The major drawback of many virtually enumerated compound libraries is the unpredictable synthetic feasibility of their particular members, which hampers their experimental validation against the biological targets of interest. A possible approach to address this issue is based on the so-called forward synthetic analysis (Schreiber, 2000) and includes an enumeration of virtual libraries by the combination of synthons representing readily available building blocks. This strategy typically requires a reasonably large pool of reagents with established chemical behavior; it is not surprising therefore that it has been mostly used by the big pharma companies internally (e.g., Merck's MASSIV [Walters, 2019], Boehringer Ingelheim's BIClaim [Lessel et al., 2009], Eli Lilly's Proximal Collection [Nicolaou et al., 2016] or Pfizer Global Virtual Library [PGVL] [Hu et al., 2012]).

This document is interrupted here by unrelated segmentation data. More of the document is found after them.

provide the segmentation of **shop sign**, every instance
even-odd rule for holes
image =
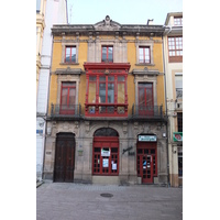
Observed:
[[[156,135],[139,135],[139,141],[155,142]]]
[[[101,148],[101,156],[110,156],[110,150],[108,147]]]
[[[41,129],[41,130],[40,130],[40,129],[36,129],[36,134],[38,134],[38,135],[40,135],[40,134],[43,134],[43,130],[42,130],[42,129]]]
[[[174,139],[174,142],[183,141],[183,132],[174,132],[173,139]]]
[[[109,167],[109,160],[108,158],[102,160],[102,167]]]

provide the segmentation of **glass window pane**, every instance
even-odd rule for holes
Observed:
[[[76,47],[72,47],[72,62],[76,63]]]
[[[96,82],[89,82],[89,103],[96,102]]]
[[[100,76],[99,81],[106,81],[106,76]]]
[[[96,81],[96,76],[89,76],[89,81]]]
[[[124,76],[118,76],[118,81],[124,81]]]
[[[62,105],[67,105],[67,96],[68,96],[68,89],[63,88],[62,89]]]
[[[124,103],[124,84],[118,84],[118,103]]]
[[[99,84],[99,102],[106,103],[106,84]]]
[[[114,84],[108,84],[108,103],[114,102]]]
[[[76,82],[75,81],[63,81],[62,82],[62,86],[63,87],[75,87],[76,86]]]
[[[102,46],[101,61],[102,62],[107,61],[107,47],[105,47],[105,46]]]
[[[113,76],[108,76],[108,81],[114,81],[114,77]]]
[[[113,62],[113,48],[112,47],[108,48],[108,61]]]

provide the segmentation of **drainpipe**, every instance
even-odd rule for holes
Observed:
[[[165,26],[166,28],[166,26]],[[165,34],[168,34],[172,31],[172,29],[169,28],[168,32],[164,32]],[[166,133],[167,133],[167,138],[166,138],[166,145],[167,145],[167,180],[168,180],[168,187],[170,186],[169,183],[169,154],[168,154],[168,116],[167,116],[167,91],[166,91],[166,69],[165,69],[165,54],[164,54],[164,35],[162,35],[162,44],[163,44],[163,67],[164,67],[164,89],[165,89],[165,109],[166,109],[166,117],[167,117],[167,123],[166,123]]]

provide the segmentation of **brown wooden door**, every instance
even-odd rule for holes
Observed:
[[[54,182],[74,182],[75,135],[57,135],[55,152]]]

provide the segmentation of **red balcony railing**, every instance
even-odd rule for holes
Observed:
[[[86,117],[128,117],[125,103],[85,103]]]

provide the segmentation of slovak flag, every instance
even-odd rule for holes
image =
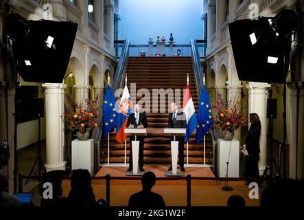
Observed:
[[[193,104],[192,98],[191,97],[189,85],[187,85],[186,92],[185,93],[184,99],[183,100],[183,111],[186,115],[187,129],[185,141],[189,142],[191,135],[198,126],[198,120],[196,118],[196,109]]]
[[[124,129],[127,125],[128,114],[131,113],[132,109],[132,104],[130,97],[129,91],[127,85],[125,85],[124,92],[119,106],[119,114],[117,120],[117,126],[116,128],[116,140],[122,144],[127,138],[127,135],[124,132]]]

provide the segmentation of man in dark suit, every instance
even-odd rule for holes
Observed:
[[[181,111],[178,111],[174,102],[170,104],[172,113],[169,113],[168,127],[169,128],[186,128],[186,115]],[[179,166],[180,171],[185,172],[184,168],[184,137],[176,137],[175,140],[178,142]],[[174,140],[174,138],[172,138]],[[168,170],[172,170],[172,164]]]
[[[148,127],[148,120],[147,117],[144,113],[139,113],[141,107],[139,104],[136,104],[134,106],[135,113],[130,114],[128,118],[127,127],[129,129],[133,128],[147,128]],[[130,137],[130,151],[129,157],[129,168],[128,171],[132,171],[133,170],[133,162],[132,158],[132,141],[135,140],[135,137]],[[137,140],[139,141],[139,170],[144,172],[143,169],[143,143],[145,141],[145,138],[143,137],[137,137]]]

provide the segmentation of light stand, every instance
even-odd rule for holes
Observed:
[[[268,158],[268,162],[267,162],[267,165],[266,167],[265,168],[265,170],[263,173],[263,177],[266,177],[267,175],[267,170],[268,169],[269,167],[269,170],[270,170],[270,182],[272,182],[272,176],[273,176],[273,164],[274,164],[275,168],[277,168],[277,171],[279,172],[279,168],[277,166],[277,163],[274,160],[274,158],[273,157],[273,130],[274,130],[274,118],[272,117],[272,116],[271,116],[269,118],[269,127],[270,127],[270,143],[269,143],[269,146],[270,148],[270,157]]]
[[[16,41],[10,36],[6,35],[6,49],[8,54],[12,56],[12,74],[14,76],[15,94],[14,98],[14,192],[17,192],[17,173],[18,173],[18,157],[17,157],[17,91],[19,87],[17,78],[17,60],[14,56],[14,44]],[[8,135],[8,134],[7,134]]]
[[[43,162],[43,157],[41,156],[41,137],[40,137],[40,115],[38,114],[38,154],[36,157],[35,162],[34,163],[33,167],[32,168],[30,175],[27,177],[27,179],[25,184],[27,184],[29,179],[30,178],[32,173],[34,173],[36,177],[39,178],[39,181],[41,180],[43,173],[46,173],[47,170],[45,166],[45,163]],[[35,168],[36,164],[38,166],[38,173],[36,173],[34,169]]]
[[[228,160],[227,162],[226,162],[227,164],[227,168],[226,169],[225,186],[222,188],[222,190],[225,191],[231,191],[233,190],[233,188],[228,186],[228,165],[229,164],[230,151],[231,151],[231,144],[232,141],[230,141],[229,154],[228,155]]]

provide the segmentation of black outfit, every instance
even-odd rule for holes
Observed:
[[[186,115],[183,111],[178,111],[175,118],[173,117],[173,113],[169,113],[169,128],[186,128],[187,120]],[[171,138],[174,140],[174,138]],[[176,137],[175,140],[178,142],[178,154],[179,154],[179,166],[181,169],[184,169],[184,137]],[[171,166],[172,166],[171,164]]]
[[[146,208],[164,208],[165,204],[161,195],[151,191],[142,190],[130,196],[128,206]]]
[[[128,127],[130,124],[133,124],[135,128],[137,128],[139,125],[143,125],[144,128],[148,127],[148,120],[145,114],[139,113],[139,119],[138,121],[138,124],[136,122],[135,113],[132,113],[130,114],[128,118],[126,127]],[[129,169],[128,170],[132,170],[133,168],[133,162],[132,157],[132,141],[135,140],[135,137],[132,136],[130,137],[130,157],[129,157]],[[139,141],[139,170],[143,170],[143,144],[145,141],[145,138],[143,137],[137,137],[137,140]]]
[[[246,156],[245,163],[246,178],[258,178],[259,177],[257,162],[260,153],[260,135],[261,126],[257,124],[251,124],[245,142],[248,154],[248,156]]]

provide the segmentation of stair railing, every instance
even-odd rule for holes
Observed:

More than a decade ago, we have launched a similar project on the generation of a virtual compound database based on the experimentally validated synthetic accessibility (the so-called REAL database, where REAL stands for REadily AccessibLe) (Shivanyuk et al., 2007). The main idea of this project follows the “forward synthetic analysis” concept described above: the available building blocks with validated reactivity are transformed into synthons with denoted reactivity features, which are then subjected to virtual coupling according to the well-established reactions and exclusion rules based on the reactivity features (Figure 1). The database was growing through the years and has reached 1.2 billion compounds with a 3- to 4-week synthesis time and ca. 85% synthesis success rate (i.e., a fraction of experiments that could produce the target compound among all the experiments performed) (Enamine REAL compounds, 2020). Recently, its utility in combination with virtual screening was confirmed by discovery of highly potent AmpC β-lactamase (AmpC) inhibitors, D4 dopamine receptor ligands (Lyu et al., 2019), and Kelch-like ECH-associated protein 1 (KEAP1) inhibitors (Gorgulla et al., 2020).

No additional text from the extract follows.